Viceroy’s House (2017)

An upstairs-downstairs portrait of Indian independence and Partition, Gurinder Chadha’s Viceroy’s House is a history lesson with a big heart.

The Wall

by Mark Wilshin

Viceroy’s House
[rating=3]

CAUTION: Here be spoilers

As the credits reveal, the story of Viceroy’s House is also a very personal one for Gurinder Chadha. And there couldn’t be any better timing for Chadha’s tale of India’s independence and Partition from Pakistan. The film is dedicated to the million lives lost in the greatest human migration this planet has ever seen, with 14 million Sikhs, Hindus and Muslims making the long journey from India to Pakistan and vice versa. For the most part however, set within the confines of the Viceroy of India’s residence as Viscount Mountbatten (Hugh Bonneville) takes over the reins in order to usher in India’s new era of independence.

Ably assisted by his wife Edwina, in a magisterial turn by a stooped Gillian Anderson, Mountbatten brings in a new order, receiving 50% Indians at their functions and sending back to Blighty any staff unfit to make friends with the locals. And it’s probably the Mountbattens that fare best from Chadha’s film. The viceroy meets with Nehru, Gandhi and Jinnah and brokers an agreement for partition to avoid further violence, soon to be known as the Mountbatten plan.

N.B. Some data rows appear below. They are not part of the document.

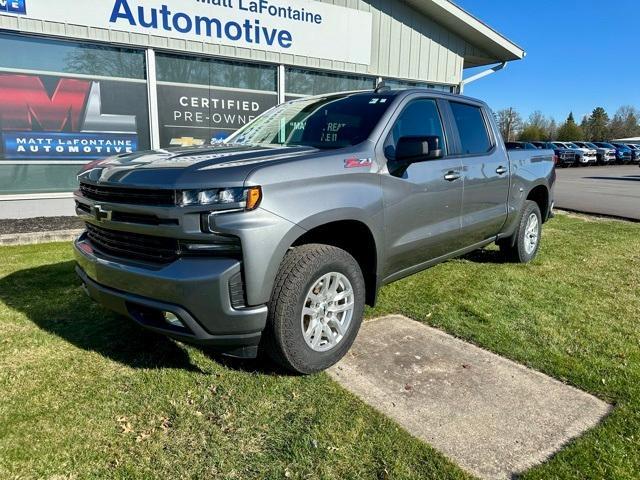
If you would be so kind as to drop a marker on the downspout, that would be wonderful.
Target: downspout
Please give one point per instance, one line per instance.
(480, 75)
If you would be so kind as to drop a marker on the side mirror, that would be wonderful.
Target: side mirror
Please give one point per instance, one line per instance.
(418, 149)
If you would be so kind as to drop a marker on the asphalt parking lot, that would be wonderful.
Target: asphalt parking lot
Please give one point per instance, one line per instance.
(613, 190)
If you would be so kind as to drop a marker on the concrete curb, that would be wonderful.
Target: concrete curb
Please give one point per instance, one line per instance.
(599, 216)
(39, 237)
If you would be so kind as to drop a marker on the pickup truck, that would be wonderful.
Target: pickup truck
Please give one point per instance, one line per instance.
(274, 240)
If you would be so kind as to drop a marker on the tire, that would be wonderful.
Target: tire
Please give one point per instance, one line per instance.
(517, 249)
(304, 273)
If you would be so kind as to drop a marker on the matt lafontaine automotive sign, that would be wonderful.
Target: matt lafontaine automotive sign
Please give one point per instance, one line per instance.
(299, 27)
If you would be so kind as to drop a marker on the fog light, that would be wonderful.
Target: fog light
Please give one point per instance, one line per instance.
(172, 320)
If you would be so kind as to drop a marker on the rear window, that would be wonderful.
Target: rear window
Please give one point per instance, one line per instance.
(474, 137)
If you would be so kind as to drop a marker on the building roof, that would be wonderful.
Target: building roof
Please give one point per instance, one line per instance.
(489, 45)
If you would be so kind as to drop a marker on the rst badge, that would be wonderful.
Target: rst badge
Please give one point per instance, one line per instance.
(354, 162)
(13, 6)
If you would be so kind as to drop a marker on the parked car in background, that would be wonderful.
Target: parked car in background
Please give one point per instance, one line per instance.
(635, 152)
(618, 153)
(564, 156)
(603, 155)
(582, 158)
(590, 154)
(606, 156)
(520, 146)
(624, 154)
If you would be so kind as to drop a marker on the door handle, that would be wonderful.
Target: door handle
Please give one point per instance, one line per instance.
(452, 176)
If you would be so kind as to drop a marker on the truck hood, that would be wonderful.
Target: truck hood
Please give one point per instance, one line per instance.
(223, 165)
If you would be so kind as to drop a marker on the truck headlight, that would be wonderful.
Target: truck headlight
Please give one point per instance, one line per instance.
(240, 198)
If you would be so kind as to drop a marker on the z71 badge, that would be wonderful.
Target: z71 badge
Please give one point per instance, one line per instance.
(357, 162)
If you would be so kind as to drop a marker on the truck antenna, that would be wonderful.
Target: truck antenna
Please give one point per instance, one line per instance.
(382, 87)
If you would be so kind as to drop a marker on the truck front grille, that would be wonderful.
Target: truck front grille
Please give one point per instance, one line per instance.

But unbeknownst to him, the patsy of Churchill’s wartime plan.

The Indian perspective is drawn through the viceroy’s legions of staff, in particular the star-crossed lovers Hindu Jeet (Manish Dayal) and Muslim Aalia (Huma Qureshi), caught on the wrong side of religion, Partition and an arranged marriage. Eavesdropping on the politics forged behind closed doors, there’s soon a tension simmering between Muslims and Hindus in the kitchens and hallways of the Viceroy’s house. But this upstairs-downstairs structure lends a very British sensibility to Chadha’s story, only counterbalanced by its overly melodramatic romance and the quashed hope of a Bollywood routine.

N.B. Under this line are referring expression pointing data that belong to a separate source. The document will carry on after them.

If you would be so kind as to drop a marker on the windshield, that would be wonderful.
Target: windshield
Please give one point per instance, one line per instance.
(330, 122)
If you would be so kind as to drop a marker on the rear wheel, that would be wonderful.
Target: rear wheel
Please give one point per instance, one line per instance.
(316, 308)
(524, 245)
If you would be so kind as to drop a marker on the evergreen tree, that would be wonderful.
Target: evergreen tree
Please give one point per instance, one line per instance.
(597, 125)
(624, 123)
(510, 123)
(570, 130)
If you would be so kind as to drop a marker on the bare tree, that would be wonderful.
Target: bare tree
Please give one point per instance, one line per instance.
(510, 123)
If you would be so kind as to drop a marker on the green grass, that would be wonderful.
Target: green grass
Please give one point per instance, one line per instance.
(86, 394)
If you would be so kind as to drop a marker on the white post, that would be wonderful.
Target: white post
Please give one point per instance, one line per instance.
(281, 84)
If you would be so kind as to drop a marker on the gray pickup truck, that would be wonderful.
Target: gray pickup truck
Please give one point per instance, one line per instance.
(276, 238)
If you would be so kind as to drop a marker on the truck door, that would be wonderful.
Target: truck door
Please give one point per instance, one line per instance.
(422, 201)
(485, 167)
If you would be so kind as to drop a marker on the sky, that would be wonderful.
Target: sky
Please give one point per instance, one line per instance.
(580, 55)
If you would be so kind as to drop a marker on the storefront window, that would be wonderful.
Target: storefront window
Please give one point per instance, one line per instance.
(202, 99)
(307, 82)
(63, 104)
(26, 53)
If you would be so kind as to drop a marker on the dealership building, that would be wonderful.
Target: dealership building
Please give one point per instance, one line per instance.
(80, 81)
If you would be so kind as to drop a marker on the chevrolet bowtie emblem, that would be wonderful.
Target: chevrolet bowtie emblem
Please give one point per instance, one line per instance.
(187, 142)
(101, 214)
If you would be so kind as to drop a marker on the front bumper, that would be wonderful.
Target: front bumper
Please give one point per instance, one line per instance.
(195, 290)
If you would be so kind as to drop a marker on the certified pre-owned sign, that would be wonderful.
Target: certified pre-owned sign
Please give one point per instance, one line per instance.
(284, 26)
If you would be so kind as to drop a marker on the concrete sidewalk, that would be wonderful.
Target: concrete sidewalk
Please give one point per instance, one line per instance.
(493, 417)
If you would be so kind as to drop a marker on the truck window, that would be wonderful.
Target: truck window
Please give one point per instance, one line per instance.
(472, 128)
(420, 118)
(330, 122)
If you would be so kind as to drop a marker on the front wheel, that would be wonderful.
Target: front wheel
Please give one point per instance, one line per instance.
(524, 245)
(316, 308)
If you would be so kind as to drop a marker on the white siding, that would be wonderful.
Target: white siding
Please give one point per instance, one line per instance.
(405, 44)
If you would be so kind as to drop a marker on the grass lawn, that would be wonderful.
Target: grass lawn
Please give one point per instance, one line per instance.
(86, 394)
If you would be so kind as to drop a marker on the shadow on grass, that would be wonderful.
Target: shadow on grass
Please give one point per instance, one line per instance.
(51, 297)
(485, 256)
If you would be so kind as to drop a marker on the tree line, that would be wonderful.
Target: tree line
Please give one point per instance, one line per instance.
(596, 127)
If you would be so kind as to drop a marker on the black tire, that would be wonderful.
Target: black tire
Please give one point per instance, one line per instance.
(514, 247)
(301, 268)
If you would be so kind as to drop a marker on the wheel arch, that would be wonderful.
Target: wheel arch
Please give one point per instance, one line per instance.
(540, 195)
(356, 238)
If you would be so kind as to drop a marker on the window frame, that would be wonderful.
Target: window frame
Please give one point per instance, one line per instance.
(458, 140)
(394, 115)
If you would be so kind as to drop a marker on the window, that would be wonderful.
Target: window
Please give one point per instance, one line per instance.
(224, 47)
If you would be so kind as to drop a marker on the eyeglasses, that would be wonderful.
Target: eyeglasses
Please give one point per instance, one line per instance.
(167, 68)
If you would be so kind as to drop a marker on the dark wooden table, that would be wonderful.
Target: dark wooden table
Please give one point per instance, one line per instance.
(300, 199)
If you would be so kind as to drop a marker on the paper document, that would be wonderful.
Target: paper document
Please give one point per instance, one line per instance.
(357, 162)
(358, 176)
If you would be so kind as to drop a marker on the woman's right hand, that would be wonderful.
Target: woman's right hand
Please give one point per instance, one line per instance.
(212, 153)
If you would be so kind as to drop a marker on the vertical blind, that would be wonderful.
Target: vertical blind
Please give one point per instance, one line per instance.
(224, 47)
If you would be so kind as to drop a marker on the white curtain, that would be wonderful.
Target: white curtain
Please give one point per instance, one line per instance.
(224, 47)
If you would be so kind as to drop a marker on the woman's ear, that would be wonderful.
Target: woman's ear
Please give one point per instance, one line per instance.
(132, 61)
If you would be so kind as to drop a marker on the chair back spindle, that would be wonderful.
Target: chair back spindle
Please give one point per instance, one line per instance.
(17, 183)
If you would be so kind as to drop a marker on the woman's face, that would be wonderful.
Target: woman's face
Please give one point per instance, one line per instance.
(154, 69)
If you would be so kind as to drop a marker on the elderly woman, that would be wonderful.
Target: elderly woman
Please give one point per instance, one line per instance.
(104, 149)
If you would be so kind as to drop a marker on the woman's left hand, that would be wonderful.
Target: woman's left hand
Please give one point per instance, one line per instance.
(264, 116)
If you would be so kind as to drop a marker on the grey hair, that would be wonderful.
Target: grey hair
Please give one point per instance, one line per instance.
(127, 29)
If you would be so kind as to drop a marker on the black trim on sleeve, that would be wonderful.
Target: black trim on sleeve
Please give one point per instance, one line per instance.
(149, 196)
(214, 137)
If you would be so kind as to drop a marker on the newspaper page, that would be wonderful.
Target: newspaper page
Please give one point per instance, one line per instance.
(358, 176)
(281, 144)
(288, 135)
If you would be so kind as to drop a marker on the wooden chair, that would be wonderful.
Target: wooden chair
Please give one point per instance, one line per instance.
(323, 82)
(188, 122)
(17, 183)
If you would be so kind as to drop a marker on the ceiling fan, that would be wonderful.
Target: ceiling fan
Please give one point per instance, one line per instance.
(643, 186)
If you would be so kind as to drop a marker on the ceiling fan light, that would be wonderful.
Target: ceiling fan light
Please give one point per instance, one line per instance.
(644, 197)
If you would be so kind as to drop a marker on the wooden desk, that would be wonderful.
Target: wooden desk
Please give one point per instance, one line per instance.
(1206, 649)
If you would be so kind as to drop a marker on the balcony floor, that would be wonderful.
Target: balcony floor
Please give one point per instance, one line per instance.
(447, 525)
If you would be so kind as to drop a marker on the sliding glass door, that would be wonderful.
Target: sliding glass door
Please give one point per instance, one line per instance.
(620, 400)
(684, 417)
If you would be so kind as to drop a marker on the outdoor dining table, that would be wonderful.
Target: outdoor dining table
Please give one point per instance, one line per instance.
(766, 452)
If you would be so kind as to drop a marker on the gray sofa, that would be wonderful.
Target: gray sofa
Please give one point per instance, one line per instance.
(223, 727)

But it’s not until after Independence that this Romeo and Juliet relationship comes into its own, as a poetic symbol for a united India, surviving betrayal, disappointment and massacre. Occasionally veering into history by numbers – stuck in a dialectic of British action and Indian reaction – nevertheless, Gurinder Chadha’s Viceroy’s House ultimately makes for an illuminating and entertaining depiction of the most important moment in British Indian history.